Two Essentials to Decision-Making Under Stress
This winter my son and one of his friends entered the school Imagination Fair. It’s an annual opportunity for students to display their STEM creativity. My son picked a committed partner with strong technical skills, and they had a compelling idea: create a machine that dispenses gumballs if you choose the correct track to roll a marble down. Anything with guessing, marbles, tracks, and gum would surely elicit strong interest from kids at the fair.
Ideation and construction progressed well…until the morning of the fair.
Have you ever felt like everything was in order — and then it all fell apart? Were you able to think clearly and make good decisions in that moment?
The night before the fair, my son’s partner checked the machine before going to bed, and everything seemed ready to go. But he woke up the next morning to find the machine had collapsed. If you’ve ever been in a house on a school morning with an eleven-year-old, you know that it’s usually a rush to get them out the door dressed and fed. Layering a rebuild of this project on to the morning routine seemed impossible.
Naturally, my son’s partner freaked out.
His parents were sympathetic but needed to get themselves ready for the day and on their way. It seemed all might be lost…until his mom entered the room and made a remarkable statement:
“You’ve got a great mind and can figure it out.”
And then she walked away.
In my last post, I wrote that decisions often end up rising to higher levels of leadership because people struggle to deal with complex and ambiguous problems. One of the reasons for that is that complex and ambiguous problems frequently need to be made under stress. And stress can result in unproductive thinking about the problem.

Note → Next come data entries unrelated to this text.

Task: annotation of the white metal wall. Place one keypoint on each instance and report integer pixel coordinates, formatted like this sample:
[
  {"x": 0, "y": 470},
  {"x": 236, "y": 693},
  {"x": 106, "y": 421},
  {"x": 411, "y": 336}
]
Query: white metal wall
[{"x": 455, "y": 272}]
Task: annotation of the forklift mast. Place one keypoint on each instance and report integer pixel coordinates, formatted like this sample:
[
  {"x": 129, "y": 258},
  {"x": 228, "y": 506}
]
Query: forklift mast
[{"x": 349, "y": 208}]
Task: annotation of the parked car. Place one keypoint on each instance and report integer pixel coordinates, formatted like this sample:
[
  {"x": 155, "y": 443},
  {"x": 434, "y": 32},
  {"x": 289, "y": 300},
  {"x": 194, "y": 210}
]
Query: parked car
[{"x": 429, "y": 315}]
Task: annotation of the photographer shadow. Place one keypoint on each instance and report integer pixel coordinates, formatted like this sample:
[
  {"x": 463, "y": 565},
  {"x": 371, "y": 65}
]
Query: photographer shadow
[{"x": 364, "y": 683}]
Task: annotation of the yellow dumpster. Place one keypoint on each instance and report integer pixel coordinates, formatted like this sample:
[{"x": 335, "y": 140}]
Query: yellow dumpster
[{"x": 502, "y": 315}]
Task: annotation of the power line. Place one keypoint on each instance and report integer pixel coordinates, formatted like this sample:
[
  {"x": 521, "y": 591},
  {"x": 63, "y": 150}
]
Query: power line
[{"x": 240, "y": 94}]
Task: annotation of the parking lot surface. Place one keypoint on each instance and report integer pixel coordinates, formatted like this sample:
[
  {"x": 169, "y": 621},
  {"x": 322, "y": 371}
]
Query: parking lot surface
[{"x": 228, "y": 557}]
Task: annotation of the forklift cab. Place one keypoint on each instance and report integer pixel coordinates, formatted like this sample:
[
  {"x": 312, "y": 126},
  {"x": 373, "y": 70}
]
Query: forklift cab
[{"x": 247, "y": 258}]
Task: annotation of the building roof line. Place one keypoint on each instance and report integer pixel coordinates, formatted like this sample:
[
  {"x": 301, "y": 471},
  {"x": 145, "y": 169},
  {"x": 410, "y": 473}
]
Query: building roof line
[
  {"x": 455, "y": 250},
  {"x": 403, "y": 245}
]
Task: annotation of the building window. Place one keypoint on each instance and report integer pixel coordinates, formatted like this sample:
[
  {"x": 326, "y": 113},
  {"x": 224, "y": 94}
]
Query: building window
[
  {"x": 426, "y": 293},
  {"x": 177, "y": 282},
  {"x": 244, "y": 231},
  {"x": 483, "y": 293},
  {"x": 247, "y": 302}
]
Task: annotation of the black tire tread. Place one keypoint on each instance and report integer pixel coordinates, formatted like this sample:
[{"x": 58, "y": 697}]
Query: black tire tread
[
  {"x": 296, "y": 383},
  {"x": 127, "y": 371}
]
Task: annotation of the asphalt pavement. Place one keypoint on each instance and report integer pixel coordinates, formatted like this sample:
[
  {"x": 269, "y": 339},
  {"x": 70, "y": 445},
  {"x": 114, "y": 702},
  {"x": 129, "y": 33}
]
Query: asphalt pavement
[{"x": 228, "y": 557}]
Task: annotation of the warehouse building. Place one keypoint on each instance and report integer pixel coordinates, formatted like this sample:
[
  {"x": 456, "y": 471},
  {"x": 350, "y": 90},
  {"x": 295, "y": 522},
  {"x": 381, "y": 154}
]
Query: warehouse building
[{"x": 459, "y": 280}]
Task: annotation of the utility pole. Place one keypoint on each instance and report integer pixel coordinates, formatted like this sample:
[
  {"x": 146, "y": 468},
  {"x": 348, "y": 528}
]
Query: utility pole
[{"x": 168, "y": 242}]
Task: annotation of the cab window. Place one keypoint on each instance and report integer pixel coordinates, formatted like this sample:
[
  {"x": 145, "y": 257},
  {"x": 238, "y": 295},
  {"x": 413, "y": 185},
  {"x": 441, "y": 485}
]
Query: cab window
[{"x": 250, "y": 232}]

It reminds me of the great poem by Rudyard Kipling:
If you can keep your head when all about you
Are losing theirs and blaming it on you,
If you can trust yourself when all men doubt you,
But make allowance for their doubting too;
My son’s partner took a deep breath and quickly went to work. Despite the instinct to lose his head and lose trust in himself, he looked for a solution. And he knew something that anyone with strong technical skills knows: Duct tape will fix most problems.

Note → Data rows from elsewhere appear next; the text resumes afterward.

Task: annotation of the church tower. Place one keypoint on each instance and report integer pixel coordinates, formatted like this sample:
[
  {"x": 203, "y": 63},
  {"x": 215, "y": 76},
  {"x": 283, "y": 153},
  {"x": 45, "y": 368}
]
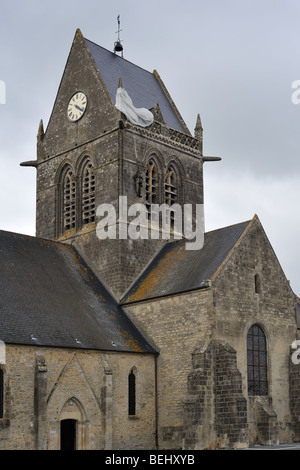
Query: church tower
[{"x": 91, "y": 154}]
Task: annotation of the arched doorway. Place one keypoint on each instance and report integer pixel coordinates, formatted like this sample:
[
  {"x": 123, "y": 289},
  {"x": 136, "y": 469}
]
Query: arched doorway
[
  {"x": 73, "y": 426},
  {"x": 68, "y": 434}
]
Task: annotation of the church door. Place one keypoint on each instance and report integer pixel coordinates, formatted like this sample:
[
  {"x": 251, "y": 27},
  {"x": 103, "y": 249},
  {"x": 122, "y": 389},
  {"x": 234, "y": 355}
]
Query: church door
[{"x": 68, "y": 434}]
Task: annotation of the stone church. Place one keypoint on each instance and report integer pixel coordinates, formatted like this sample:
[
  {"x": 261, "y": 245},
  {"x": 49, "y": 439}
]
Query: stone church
[{"x": 137, "y": 343}]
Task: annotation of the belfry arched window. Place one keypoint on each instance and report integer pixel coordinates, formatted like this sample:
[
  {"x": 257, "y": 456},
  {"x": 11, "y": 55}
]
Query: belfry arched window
[
  {"x": 131, "y": 394},
  {"x": 257, "y": 367},
  {"x": 88, "y": 194},
  {"x": 1, "y": 393},
  {"x": 171, "y": 190},
  {"x": 69, "y": 199},
  {"x": 151, "y": 185}
]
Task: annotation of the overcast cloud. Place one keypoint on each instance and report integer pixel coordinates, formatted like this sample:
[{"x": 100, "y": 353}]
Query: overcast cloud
[{"x": 232, "y": 61}]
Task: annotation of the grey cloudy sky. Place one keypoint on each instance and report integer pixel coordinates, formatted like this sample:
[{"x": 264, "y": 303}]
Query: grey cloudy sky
[{"x": 232, "y": 61}]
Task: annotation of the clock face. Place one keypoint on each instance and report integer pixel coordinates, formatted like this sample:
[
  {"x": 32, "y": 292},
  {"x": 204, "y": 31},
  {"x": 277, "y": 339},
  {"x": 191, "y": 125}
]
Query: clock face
[{"x": 77, "y": 106}]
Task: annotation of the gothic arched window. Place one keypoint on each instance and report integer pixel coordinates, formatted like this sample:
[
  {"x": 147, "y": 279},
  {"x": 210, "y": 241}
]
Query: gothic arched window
[
  {"x": 151, "y": 185},
  {"x": 257, "y": 361},
  {"x": 131, "y": 394},
  {"x": 69, "y": 200},
  {"x": 88, "y": 194},
  {"x": 1, "y": 393},
  {"x": 171, "y": 190}
]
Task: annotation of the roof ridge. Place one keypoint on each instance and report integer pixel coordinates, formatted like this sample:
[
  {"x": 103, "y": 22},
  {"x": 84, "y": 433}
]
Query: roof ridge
[
  {"x": 115, "y": 55},
  {"x": 239, "y": 239}
]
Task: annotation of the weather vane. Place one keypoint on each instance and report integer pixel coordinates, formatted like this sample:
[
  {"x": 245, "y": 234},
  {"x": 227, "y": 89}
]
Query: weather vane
[{"x": 118, "y": 46}]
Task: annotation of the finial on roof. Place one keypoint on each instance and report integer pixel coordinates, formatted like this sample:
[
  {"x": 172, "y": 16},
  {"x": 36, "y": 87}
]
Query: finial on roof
[
  {"x": 199, "y": 133},
  {"x": 118, "y": 46},
  {"x": 41, "y": 132}
]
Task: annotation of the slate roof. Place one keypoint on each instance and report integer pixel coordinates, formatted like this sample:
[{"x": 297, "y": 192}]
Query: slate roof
[
  {"x": 142, "y": 86},
  {"x": 50, "y": 297},
  {"x": 176, "y": 269}
]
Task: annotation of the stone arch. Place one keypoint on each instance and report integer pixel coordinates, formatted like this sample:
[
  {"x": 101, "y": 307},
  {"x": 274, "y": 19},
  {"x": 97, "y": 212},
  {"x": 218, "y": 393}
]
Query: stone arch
[
  {"x": 257, "y": 361},
  {"x": 66, "y": 191},
  {"x": 86, "y": 181},
  {"x": 74, "y": 410},
  {"x": 174, "y": 164}
]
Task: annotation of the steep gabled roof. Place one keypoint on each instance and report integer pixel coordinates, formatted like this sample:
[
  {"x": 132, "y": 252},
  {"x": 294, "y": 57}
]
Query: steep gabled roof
[
  {"x": 50, "y": 297},
  {"x": 175, "y": 269},
  {"x": 143, "y": 87}
]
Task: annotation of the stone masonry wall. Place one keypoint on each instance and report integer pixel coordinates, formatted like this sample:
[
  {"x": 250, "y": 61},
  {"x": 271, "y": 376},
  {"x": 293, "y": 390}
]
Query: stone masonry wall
[
  {"x": 175, "y": 325},
  {"x": 240, "y": 303},
  {"x": 44, "y": 385}
]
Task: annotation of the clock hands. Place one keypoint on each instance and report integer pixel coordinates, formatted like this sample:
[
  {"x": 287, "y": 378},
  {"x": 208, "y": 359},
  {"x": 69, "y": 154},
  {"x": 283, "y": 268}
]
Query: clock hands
[{"x": 77, "y": 107}]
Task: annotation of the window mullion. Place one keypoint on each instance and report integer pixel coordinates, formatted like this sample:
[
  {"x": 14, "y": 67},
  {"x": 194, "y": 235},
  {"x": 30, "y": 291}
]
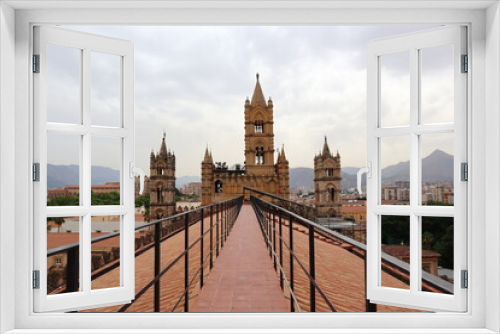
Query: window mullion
[
  {"x": 414, "y": 170},
  {"x": 85, "y": 188}
]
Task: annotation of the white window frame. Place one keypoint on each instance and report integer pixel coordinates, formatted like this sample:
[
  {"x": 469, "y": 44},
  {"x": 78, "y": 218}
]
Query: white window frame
[
  {"x": 483, "y": 20},
  {"x": 413, "y": 43},
  {"x": 86, "y": 297}
]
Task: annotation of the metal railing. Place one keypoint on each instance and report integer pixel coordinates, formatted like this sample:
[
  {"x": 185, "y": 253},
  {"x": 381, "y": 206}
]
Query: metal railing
[
  {"x": 222, "y": 217},
  {"x": 266, "y": 214},
  {"x": 306, "y": 211},
  {"x": 270, "y": 214}
]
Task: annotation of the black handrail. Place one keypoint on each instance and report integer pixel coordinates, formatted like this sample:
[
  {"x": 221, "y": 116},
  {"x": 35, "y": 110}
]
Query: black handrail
[
  {"x": 306, "y": 211},
  {"x": 225, "y": 212},
  {"x": 392, "y": 265},
  {"x": 263, "y": 212}
]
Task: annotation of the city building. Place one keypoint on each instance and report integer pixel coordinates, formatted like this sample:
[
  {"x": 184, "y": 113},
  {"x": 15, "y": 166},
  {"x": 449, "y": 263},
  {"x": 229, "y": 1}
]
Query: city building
[
  {"x": 259, "y": 171},
  {"x": 328, "y": 182},
  {"x": 162, "y": 183},
  {"x": 191, "y": 188}
]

With additional resolve, and a big roll of tape, he managed to get it all back together.
How well do you help yourself and others make stressful decisions?
The two biggest mental culprits that sabotage decision-making under stress are:
- Scarcity mindset. These thoughts complain, “I’m not enough,” “We don’t have what it takes,” or “The resources aren’t available.” Constraints and limitations are real. That said, we often don’t realize what’s available to us. Remind yourself or others what you/they have. For example: You’ve got a great mind.
- Catastrophic thinking. Thinking the worst possible outcome can be helpful for a moment as you accept what’s at stake. But “what if” thinking can be paralyzing. “What if we can’t fix this!?” “What if my partner thinks it’s my fault!?” “What if we have nothing to display in the fair!?” It’s so important in these moments that you remember what’s possible. Like: You can figure it out.
You’ve got a great mind and can figure it out.
Imagine the growth potential for yourself and others if you led with this statement in moments of crisis.
I’m not recommending a superficial positivity or an abandonment of support. It’s simply re-framing how you see problems.
Do you or the people you lead look at problems with a scarcity mindset and catastrophic thinking? What might happen if you instead approached decisions with abundance and possibility?